What a surprise! This ‘movement’ wouldn’t even exist if it weren’t for stealth funding. Imho, this is a massive dog & pony show given substance only by the media echo-chamber, which is, of course, its own stealth money institution. Once the TP candidates sucking at the big-money teat take their seats in Congress they’ll be beholden first & foremost to the interests that put them there, assorted ideologies be damned. There will be renewed interest in contributing to the proper functioning of the government — especially if the GOP presence develops in Congress — when it’s working so well for the big money folks, who actually really hate institutional instability.
The population being shipped around to these rallies/protests in order to give the TP its real-world substance — inspired in their civic duty by lifesize cartoons like Glenn Beck — will never, ever be served, leaving them hungry to continue to support big-money TP candidates, thus the status quo, despite themselves.

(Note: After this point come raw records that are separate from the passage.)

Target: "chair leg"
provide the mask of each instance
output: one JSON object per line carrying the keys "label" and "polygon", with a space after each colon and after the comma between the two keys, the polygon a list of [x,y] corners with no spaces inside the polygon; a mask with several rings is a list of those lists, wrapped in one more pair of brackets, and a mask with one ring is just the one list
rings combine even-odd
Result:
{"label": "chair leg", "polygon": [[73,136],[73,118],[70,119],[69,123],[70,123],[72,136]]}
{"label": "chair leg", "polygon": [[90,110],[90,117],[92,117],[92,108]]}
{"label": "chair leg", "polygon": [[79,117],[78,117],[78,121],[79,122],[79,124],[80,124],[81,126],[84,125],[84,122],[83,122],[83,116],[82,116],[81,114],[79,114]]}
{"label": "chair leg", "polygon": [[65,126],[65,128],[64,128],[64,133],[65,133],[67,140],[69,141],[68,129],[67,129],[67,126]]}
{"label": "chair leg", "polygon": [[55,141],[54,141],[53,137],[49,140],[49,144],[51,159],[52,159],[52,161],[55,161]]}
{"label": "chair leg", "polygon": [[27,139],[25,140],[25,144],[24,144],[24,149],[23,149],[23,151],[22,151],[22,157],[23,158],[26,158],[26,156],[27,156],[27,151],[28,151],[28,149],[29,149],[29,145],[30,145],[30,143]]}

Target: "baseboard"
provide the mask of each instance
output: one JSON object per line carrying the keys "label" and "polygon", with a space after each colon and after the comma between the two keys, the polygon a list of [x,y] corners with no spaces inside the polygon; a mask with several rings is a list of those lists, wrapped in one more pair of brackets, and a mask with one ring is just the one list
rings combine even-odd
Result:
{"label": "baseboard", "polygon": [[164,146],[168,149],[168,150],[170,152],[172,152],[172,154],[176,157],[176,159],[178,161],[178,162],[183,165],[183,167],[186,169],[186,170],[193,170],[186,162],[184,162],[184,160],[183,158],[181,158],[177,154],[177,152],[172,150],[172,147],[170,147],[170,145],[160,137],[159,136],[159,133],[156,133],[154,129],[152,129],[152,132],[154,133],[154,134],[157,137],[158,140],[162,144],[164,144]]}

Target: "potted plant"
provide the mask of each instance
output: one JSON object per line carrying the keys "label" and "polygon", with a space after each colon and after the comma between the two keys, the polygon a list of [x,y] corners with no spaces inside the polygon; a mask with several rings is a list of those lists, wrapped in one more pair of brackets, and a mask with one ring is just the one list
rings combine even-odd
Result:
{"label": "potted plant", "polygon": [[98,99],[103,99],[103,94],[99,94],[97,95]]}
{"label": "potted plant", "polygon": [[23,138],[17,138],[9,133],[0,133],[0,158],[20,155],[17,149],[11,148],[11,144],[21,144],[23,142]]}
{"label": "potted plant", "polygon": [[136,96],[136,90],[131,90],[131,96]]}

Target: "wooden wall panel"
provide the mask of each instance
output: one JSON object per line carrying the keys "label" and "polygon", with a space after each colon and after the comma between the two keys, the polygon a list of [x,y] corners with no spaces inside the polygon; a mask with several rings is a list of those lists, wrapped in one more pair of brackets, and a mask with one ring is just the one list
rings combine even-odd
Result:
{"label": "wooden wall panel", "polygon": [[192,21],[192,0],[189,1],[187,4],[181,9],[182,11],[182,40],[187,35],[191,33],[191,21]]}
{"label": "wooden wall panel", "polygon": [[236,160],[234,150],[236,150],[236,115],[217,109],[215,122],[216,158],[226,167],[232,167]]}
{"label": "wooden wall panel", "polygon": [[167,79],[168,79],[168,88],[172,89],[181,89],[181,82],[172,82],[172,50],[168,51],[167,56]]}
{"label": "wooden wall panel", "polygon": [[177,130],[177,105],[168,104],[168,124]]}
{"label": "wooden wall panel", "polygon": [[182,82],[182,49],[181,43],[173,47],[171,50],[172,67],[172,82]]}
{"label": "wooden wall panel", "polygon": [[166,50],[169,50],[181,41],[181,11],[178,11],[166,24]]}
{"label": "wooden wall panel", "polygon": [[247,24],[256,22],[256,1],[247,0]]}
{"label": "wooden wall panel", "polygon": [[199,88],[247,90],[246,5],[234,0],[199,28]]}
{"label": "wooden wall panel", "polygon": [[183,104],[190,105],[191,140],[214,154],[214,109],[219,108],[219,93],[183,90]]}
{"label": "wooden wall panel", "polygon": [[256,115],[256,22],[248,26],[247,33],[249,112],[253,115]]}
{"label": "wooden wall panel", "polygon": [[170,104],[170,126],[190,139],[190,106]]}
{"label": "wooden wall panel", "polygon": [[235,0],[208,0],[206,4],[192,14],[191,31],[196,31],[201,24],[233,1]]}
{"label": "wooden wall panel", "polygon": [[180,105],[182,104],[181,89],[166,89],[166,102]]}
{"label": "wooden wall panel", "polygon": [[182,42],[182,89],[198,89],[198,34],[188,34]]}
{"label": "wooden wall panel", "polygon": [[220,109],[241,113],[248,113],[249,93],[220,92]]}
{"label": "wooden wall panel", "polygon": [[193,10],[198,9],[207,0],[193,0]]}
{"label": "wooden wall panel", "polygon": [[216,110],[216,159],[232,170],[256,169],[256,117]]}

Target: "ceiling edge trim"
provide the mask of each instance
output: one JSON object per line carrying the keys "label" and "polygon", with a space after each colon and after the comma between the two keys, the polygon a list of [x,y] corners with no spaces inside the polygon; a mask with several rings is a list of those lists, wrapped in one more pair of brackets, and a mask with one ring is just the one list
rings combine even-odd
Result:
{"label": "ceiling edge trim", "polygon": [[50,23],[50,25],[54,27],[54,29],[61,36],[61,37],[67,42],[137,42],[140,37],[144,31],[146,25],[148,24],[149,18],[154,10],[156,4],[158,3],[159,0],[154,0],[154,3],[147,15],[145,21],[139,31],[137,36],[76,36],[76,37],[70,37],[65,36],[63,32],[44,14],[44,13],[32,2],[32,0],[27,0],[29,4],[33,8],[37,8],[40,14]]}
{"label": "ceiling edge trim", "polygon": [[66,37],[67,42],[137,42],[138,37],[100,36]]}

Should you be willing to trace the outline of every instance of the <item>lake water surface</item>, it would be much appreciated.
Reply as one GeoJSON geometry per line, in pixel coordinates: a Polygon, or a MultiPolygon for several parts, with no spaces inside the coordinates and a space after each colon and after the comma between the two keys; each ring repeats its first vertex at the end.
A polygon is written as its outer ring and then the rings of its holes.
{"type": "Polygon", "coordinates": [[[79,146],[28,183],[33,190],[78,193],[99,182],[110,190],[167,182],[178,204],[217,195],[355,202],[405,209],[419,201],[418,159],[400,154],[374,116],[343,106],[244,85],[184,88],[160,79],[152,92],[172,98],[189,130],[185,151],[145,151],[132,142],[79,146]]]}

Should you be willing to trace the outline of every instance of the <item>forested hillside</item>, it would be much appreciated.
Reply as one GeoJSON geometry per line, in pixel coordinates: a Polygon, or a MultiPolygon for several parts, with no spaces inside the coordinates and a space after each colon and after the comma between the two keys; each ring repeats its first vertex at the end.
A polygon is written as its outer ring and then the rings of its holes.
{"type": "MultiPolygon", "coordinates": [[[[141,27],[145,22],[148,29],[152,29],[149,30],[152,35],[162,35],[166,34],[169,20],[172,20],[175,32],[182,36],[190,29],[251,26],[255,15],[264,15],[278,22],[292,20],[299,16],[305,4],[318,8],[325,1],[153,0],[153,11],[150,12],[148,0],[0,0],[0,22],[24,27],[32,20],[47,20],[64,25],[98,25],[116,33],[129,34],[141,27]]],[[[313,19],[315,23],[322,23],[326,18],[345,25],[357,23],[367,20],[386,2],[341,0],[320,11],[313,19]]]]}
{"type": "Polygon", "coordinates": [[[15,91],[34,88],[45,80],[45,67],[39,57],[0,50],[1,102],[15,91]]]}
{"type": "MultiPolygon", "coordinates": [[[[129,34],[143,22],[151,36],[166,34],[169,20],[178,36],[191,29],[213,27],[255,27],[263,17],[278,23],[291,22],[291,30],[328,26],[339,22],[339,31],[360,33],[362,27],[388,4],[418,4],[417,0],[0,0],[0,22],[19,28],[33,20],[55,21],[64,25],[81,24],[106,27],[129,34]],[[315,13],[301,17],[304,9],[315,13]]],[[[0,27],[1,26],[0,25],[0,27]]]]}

IOW, the TP isn’t change they can believe in either.
You just buy off the people causing the tension. Or buy a new caucus. Or start a new ‘popular uprising.’ Or something.
The people running this clown show have more money than God. They own the lion’s share of the richest country on the planet. They’ll think of something, don’t worry.
The Tea Party has been the beneficiary of the past two years’ media narrative. The idea that the stealth funding is going primarily to Tea Party types is ludicrous. Enough to help them win maybe, but the serious money is going to corporate Republicans, such as Pat Toomey and a bunch of “moderate” Republicans who are flying under the radar.
Just watch. Folks in the mold of Eric Cantor are the ones who will show the most stealth money, if they are in challenger races (which Cantor isn’t).
they have been hiding their actual positions. they are frauds
How is that different from the rest of the “small government” – large pork Republicans?
I keep thinking back to What’s The Matter With Kansas?, or how people came to vote against their own best interests. I’m gonna read it again one of these days.
If you listen to this segment of a recent Bloggingheads episode with Sarah Posner and Robert Jones, it seems to suggest that the extent of genuine libertarian influence on the rank and file Tea Party is greatly exaggerated.
This is probably true – the Tea Party form of “libertarianism” isn’t as “principled” or “nuanced” as “Real Libertarianism”. Tea Party libertarianism is “I’ve got mine so fuck you” libertarianism. It’s “keep the government out of my Medicare” libertarianism. It’s “I’m worthy of my welfare check but you’re a parasite” libertarianism. Basically, it’s “I’m a short-sighted asshole” libertarianism.
But then, when you get right down to brass tacks, pretty much all forms of libertarianism actually practiced in the US fall into the “I’m a short-sighted asshole who has mine so fuck you” libertarianism. So it’s not much of a surprise that libertarians and others project libertarianism into the Tea Party – even if the path that they use to get there is different, the end result is the same.